Superior Court Judge James Chalfant on Tuesday said the county’s health director acted “arbitrarily” and failed to show that health benefits outweigh the economic effects in issuing the ban on in-person dining.
But the health department says the Nov. 25 order to halt outdoor dining came because its experts knew that coronavirus infections and hospitalizations were beginning to surge — and the situation has since become even more dire.
“Public Health professionals always, and especially during the COVID-19 pandemic, have the obligation to create effective interventions that prevent and control the spread of communicable disease,” the department said.
When the outdoor dining ban was issued, the seven-day average of daily coronavirus cases was 4,130. Now, that number has exploded to 10,284 and the regional adult intensive care unit capacity stands at just 7.7%.
“Right now, with the amount of community transmission of COVID-19, the transmission risk presented by outdoor dining at a table with others is simply too high and will result in additional cases that the hospital system soon will not be able to absorb,” health officials said.
The judge’s ruling keeps the local order in place through Dec. 16, but L.A. County remains under the state’s regional stay-at-home order that also bans in-person dining at restaurants.

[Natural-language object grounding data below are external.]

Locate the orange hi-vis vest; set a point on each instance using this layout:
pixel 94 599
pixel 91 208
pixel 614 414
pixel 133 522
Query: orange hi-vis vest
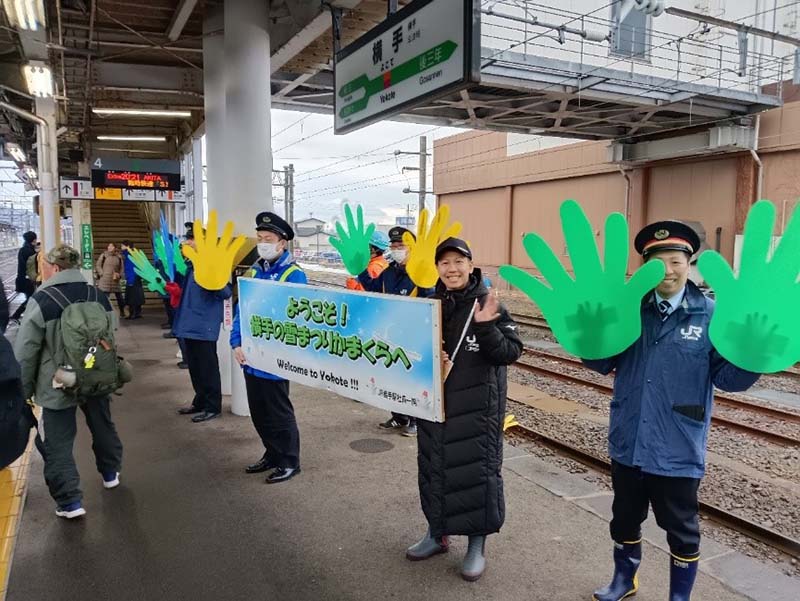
pixel 374 268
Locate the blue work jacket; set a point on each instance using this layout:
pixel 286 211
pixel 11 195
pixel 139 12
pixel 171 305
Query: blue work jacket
pixel 284 269
pixel 664 388
pixel 392 280
pixel 200 313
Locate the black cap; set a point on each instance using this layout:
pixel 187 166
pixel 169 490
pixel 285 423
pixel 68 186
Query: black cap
pixel 456 244
pixel 666 235
pixel 270 222
pixel 396 234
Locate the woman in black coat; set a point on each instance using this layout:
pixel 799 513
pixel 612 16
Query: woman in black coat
pixel 460 460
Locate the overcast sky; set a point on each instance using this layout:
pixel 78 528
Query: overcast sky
pixel 326 174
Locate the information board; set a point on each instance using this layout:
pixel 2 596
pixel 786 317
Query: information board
pixel 428 49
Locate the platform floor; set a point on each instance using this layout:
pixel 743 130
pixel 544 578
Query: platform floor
pixel 188 524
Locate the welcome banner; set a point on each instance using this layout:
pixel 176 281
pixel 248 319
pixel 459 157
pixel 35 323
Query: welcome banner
pixel 380 349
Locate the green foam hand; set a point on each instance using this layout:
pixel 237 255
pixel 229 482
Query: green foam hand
pixel 755 323
pixel 177 257
pixel 353 243
pixel 596 314
pixel 145 270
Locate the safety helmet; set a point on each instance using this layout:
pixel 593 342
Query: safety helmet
pixel 379 240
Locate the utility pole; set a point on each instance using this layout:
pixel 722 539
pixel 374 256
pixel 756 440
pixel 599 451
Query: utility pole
pixel 423 171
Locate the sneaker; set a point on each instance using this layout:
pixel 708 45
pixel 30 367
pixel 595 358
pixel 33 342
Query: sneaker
pixel 71 511
pixel 391 424
pixel 110 479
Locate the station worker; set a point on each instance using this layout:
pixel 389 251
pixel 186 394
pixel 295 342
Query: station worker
pixel 661 413
pixel 395 280
pixel 460 460
pixel 378 245
pixel 197 323
pixel 268 395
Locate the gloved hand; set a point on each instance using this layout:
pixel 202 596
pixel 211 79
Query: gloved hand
pixel 353 243
pixel 755 323
pixel 595 313
pixel 421 265
pixel 145 270
pixel 174 292
pixel 213 258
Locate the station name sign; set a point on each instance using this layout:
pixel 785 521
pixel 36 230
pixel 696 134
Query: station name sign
pixel 136 174
pixel 429 49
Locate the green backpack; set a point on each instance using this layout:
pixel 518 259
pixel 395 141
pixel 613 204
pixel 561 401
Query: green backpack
pixel 86 347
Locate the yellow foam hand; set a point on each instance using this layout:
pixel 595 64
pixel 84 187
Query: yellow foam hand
pixel 421 265
pixel 213 258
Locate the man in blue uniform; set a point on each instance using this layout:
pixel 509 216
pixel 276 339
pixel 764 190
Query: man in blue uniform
pixel 268 395
pixel 395 280
pixel 661 413
pixel 197 323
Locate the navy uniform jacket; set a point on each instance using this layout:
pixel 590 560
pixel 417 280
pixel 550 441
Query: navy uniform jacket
pixel 663 391
pixel 392 280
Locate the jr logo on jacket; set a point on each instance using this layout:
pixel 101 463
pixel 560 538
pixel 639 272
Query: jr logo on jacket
pixel 692 333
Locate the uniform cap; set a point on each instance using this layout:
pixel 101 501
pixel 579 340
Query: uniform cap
pixel 666 235
pixel 270 222
pixel 64 256
pixel 456 244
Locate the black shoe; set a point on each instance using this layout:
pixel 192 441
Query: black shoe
pixel 281 474
pixel 204 417
pixel 262 465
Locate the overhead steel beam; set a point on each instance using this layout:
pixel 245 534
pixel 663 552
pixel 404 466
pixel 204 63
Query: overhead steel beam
pixel 179 19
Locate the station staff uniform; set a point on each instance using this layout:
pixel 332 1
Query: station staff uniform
pixel 267 394
pixel 660 417
pixel 395 280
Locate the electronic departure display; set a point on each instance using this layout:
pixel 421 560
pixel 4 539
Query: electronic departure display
pixel 136 180
pixel 136 174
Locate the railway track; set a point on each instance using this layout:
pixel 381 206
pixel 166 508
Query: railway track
pixel 775 437
pixel 756 531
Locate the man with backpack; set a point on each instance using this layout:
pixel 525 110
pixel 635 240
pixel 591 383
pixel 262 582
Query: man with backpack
pixel 65 347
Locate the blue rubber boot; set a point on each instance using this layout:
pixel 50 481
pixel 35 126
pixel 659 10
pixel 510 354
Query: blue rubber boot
pixel 682 573
pixel 625 583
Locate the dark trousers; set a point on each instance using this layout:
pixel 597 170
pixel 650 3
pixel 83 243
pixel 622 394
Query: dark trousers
pixel 59 427
pixel 273 417
pixel 674 502
pixel 201 355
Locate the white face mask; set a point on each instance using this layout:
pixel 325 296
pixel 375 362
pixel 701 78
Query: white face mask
pixel 268 250
pixel 400 255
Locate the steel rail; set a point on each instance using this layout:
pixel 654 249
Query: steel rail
pixel 756 531
pixel 717 420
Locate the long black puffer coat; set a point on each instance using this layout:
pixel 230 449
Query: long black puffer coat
pixel 460 460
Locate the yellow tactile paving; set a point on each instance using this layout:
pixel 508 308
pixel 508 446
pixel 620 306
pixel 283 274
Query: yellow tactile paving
pixel 13 480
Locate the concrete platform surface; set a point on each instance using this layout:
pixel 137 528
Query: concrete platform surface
pixel 188 524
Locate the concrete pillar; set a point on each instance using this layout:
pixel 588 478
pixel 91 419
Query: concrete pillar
pixel 238 155
pixel 47 155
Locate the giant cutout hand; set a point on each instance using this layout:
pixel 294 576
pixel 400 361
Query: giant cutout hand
pixel 421 264
pixel 214 257
pixel 595 314
pixel 755 324
pixel 145 270
pixel 353 243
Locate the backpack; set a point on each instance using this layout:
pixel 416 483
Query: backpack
pixel 16 417
pixel 88 365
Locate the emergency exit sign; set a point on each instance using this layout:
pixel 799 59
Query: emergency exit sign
pixel 428 49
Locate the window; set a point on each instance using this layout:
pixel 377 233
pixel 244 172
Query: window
pixel 631 35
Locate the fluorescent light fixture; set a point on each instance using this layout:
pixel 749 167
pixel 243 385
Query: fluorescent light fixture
pixel 16 152
pixel 142 112
pixel 133 138
pixel 25 14
pixel 39 79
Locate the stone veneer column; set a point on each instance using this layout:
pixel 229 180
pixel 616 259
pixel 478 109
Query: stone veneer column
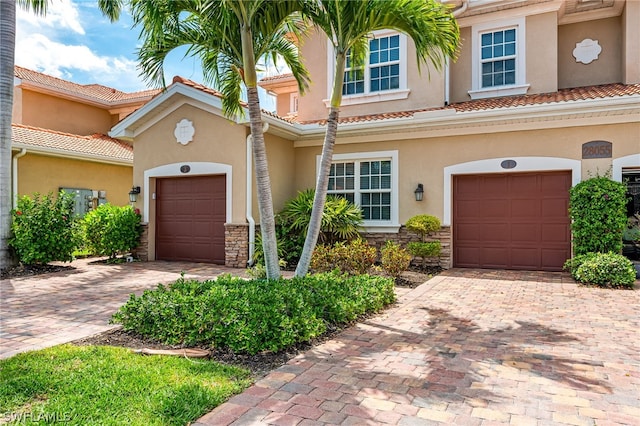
pixel 142 251
pixel 236 245
pixel 403 237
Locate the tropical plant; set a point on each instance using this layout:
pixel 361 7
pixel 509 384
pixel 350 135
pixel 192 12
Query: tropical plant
pixel 341 219
pixel 229 37
pixel 111 9
pixel 348 25
pixel 44 229
pixel 597 207
pixel 424 225
pixel 110 230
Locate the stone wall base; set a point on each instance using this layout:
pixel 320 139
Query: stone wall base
pixel 236 245
pixel 403 237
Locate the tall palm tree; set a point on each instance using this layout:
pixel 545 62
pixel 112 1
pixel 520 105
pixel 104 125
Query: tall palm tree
pixel 110 9
pixel 348 25
pixel 229 37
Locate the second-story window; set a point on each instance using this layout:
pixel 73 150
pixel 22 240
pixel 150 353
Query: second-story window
pixel 498 57
pixel 381 71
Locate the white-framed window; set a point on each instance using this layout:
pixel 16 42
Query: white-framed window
pixel 383 76
pixel 369 180
pixel 498 59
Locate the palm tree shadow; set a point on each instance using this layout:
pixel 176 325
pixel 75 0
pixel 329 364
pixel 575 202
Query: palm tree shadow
pixel 460 352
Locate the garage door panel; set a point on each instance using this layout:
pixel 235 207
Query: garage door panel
pixel 525 208
pixel 522 223
pixel 493 232
pixel 525 232
pixel 190 217
pixel 493 208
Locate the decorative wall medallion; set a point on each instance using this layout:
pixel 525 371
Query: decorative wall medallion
pixel 184 131
pixel 508 164
pixel 587 51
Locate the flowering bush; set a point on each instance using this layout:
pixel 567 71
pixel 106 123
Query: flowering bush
pixel 44 229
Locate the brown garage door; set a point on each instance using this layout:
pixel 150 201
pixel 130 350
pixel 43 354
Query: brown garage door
pixel 190 217
pixel 512 221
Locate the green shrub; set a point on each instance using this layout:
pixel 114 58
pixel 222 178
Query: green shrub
pixel 598 215
pixel 109 230
pixel 252 316
pixel 395 259
pixel 44 229
pixel 606 270
pixel 423 225
pixel 354 257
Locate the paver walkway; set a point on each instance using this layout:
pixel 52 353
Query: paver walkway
pixel 466 348
pixel 469 347
pixel 46 310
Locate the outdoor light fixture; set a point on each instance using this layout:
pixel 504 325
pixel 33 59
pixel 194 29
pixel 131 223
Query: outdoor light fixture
pixel 419 192
pixel 133 194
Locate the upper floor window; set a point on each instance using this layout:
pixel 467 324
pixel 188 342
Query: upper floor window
pixel 498 59
pixel 369 180
pixel 384 74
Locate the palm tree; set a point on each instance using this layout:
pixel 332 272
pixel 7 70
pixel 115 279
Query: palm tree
pixel 7 62
pixel 348 25
pixel 229 37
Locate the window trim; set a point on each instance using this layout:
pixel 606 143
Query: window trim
pixel 520 87
pixel 402 92
pixel 392 225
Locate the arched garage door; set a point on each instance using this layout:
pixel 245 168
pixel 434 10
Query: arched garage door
pixel 190 217
pixel 512 221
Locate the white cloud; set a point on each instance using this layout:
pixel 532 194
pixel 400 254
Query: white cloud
pixel 60 14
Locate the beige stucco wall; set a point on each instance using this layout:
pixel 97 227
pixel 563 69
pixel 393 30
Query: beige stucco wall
pixel 631 43
pixel 423 160
pixel 44 174
pixel 49 112
pixel 606 69
pixel 426 87
pixel 542 57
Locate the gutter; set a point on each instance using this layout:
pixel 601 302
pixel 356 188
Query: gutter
pixel 14 179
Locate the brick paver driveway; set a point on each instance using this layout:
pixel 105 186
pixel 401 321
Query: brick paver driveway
pixel 46 310
pixel 467 348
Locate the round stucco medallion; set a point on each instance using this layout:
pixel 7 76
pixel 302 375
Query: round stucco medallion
pixel 184 131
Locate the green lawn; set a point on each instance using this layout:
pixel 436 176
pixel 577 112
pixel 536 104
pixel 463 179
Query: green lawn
pixel 102 385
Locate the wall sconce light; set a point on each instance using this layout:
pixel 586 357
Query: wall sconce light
pixel 419 192
pixel 133 194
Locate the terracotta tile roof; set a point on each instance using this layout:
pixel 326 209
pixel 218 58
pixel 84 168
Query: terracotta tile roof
pixel 564 95
pixel 97 145
pixel 95 91
pixel 279 77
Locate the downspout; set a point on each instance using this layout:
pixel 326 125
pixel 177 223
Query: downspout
pixel 249 197
pixel 447 83
pixel 14 179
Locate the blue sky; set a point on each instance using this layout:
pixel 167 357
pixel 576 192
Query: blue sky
pixel 76 43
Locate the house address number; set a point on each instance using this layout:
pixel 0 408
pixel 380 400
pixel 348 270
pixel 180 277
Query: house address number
pixel 596 149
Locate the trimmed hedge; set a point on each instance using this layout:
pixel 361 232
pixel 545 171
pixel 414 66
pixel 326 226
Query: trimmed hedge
pixel 255 315
pixel 602 269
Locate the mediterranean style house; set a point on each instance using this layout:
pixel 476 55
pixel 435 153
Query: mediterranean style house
pixel 543 94
pixel 59 139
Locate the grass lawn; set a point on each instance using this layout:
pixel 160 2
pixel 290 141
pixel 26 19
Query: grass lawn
pixel 82 385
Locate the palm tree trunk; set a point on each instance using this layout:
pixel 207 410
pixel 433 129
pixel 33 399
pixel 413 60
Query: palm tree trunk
pixel 263 182
pixel 7 52
pixel 322 183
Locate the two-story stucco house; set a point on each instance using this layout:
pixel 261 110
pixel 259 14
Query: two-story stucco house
pixel 543 95
pixel 59 139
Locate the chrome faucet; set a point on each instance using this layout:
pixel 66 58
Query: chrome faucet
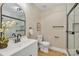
pixel 17 39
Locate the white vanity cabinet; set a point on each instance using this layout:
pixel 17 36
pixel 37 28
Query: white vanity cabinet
pixel 30 50
pixel 27 47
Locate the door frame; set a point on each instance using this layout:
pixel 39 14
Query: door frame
pixel 74 6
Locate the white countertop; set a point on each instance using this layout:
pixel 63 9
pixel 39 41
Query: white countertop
pixel 15 47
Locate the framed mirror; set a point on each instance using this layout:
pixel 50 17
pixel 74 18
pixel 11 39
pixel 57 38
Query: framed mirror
pixel 13 19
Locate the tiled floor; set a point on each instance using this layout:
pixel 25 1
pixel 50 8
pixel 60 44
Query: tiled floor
pixel 51 53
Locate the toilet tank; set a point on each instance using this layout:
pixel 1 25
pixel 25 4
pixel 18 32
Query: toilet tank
pixel 39 38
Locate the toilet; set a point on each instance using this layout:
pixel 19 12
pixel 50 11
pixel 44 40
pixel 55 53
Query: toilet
pixel 43 45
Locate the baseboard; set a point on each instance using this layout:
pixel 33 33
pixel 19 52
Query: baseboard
pixel 59 49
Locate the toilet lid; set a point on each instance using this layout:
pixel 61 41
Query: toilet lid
pixel 44 43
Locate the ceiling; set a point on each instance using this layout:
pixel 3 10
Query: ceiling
pixel 47 6
pixel 13 10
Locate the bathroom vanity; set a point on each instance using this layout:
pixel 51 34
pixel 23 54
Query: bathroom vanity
pixel 27 47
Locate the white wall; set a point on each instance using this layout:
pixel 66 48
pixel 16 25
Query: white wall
pixel 32 17
pixel 55 17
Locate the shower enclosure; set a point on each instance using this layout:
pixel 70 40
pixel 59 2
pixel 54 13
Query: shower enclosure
pixel 73 30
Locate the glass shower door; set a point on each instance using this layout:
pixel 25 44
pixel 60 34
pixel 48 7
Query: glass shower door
pixel 76 29
pixel 73 32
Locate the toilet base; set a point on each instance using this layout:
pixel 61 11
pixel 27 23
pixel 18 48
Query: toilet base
pixel 43 49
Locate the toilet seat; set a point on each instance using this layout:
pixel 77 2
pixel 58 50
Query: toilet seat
pixel 45 43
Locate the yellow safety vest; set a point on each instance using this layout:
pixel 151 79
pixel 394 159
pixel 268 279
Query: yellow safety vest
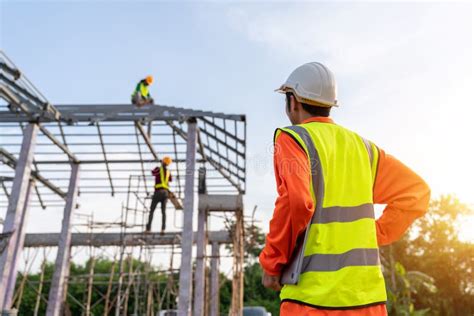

That means L.A. County restaurants won’t be able to offer outdoor dining until at least Dec. 27 — though the state’s order may be extended if intensive care unit capacity at hospitals stays below 15%.
Southern California’s available ICU capacity stood at just 5.3% Saturday.
The orders barring in-person dining quickly drew criticism from restaurant owners and others who vocalized fears that small businesses won’t be able to survive the new restrictions.
But with the rapidly-climbing virus surge bringing record-breaking infection and hospitalization numbers day after day, health officials say restrictions are necessary to prevent disastrous outcomes.
If L.A. County sees another spike because of gatherings during the winter holidays, the infection numbers “could become catastrophic,” the health department said.
On Friday alone, L.A. County reported a record 13,815 coronavirus cases, with 3,624 patients with COVID-19 hospitalized across the county.
“Unfortunately, the decision to require people to stay at home was critically necessary in order to keep hospital operations available for both COVID and non-COVID patients,” the health department said.
“We need to continue to work together while we wait for the mass distribution of the vaccine,” the department said.